VVAZ
Intermedis

Klik hier voor
onze diensten

Intermedis A & A

Zwaar onderverzekerde miljoenenvilla kan tussenpersoon tonnen kosten

Geplaatst op: 05-03-2019, 10:29:44

Een taxateur en een tussenpersoon moeten bloeden na een brand in een miljoenenvilla in 2016. De woning werd ingrijpend en luxueus verbouwd, maar de verzekerde som werd onvoldoende naar boven aangepast. De inboedel was een half miljoen waard, maar werd voor ‘slechts’ anderhalve ton verzekerd. De taxateur deed te lang over het rapport, de consument treuzelde met het aanleveren van gegevens en de tussenpersoon was nalatig in de opvolging. De rechtbank in Den Haag legde de grootste schuld bij de tussenpersoon. De schade loopt in de tonnen.

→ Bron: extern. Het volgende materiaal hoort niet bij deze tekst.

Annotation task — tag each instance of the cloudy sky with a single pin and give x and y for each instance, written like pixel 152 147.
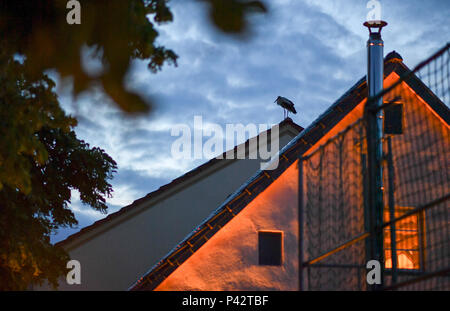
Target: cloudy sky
pixel 308 51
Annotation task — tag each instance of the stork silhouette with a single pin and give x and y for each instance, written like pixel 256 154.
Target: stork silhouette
pixel 287 105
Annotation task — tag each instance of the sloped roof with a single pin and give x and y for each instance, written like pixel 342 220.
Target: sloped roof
pixel 288 155
pixel 184 178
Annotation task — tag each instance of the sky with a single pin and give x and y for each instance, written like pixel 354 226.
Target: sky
pixel 308 51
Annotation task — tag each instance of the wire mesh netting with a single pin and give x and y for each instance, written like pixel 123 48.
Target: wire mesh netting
pixel 333 212
pixel 416 185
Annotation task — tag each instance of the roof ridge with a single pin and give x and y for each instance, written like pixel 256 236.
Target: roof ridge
pixel 289 153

De villa was aanvankelijk verzekerd bij Reaal met een herbouwwaarde van 772.200 euro. De eigenaren zijn gaan verbouwen en toen de verbouwing in de afrondende fase kwam, heeft de tussenpersoon voorgesteld om in afwachting van de taxatie alvast de verzekerde som te verhogen tot anderhalf miljoen euro. Een taxatiebureau wordt ingeschakeld om de nieuwe herbouwwaarde te berekenen en de inboedel te taxeren.

Facturen

Eind september 2015 vindt de taxatie plaats en vraagt de taxateur bij het bezoek om facturen van de verbouwing en nota’s van de inboedel. De consument vraagt om wat uitstel omdat hij nog middenin de verhuizing zit. Een maand later stuurt de tussenpersoon een berichtje om naar de stand van zaken te vragen, waarop de klant om wat extra tijd vraagt. Pas in april 2016 vraagt de klant zelf naar het vervolg.

‘Goed zo’

De klant stuurt hem: “Moesten we nu nog iets met die taxateur of is alles helemaal goed zo? Heb volgens mij geen papieren binnen gekregen.” De tussenpersoon antwoordt na drie dagen: “Ik reageer later deze week nog even want zou het toch wel prettig vinden als die taxatie gedaan zou worden. Ik ga de taxateur hierover even bellen en je dan berichten.” De taxateur komt begin mei weer in actie en stuurt een mail aan de tussenpersoon: “Inmiddels al weer enige tijd terug zijn wij geweest bij mijn relatie de heer [eiser], [adres] voor het vaststellen van een correcte verzekerde som voor de inboedel en opstalverzekering. De heer [eiser] had deze woning en heeft deze compleet gerenoveerd, aan- en verbouwd. Wil jij met [eiser] kontakt opnemen om met hem te bespreken welke bescheiden jij nog nodig hebt om een rapport te maken met te verzekeren bedragen?”

Brand

Eind mei zegt de consument dat hij in verband met de geboorte van zijn kind even onbereikbaar was, maar dat hij graag opnieuw een afspraak inplant. Tot een nieuwe afspraak kwam het niet, de villa brandde in juni 2016 af.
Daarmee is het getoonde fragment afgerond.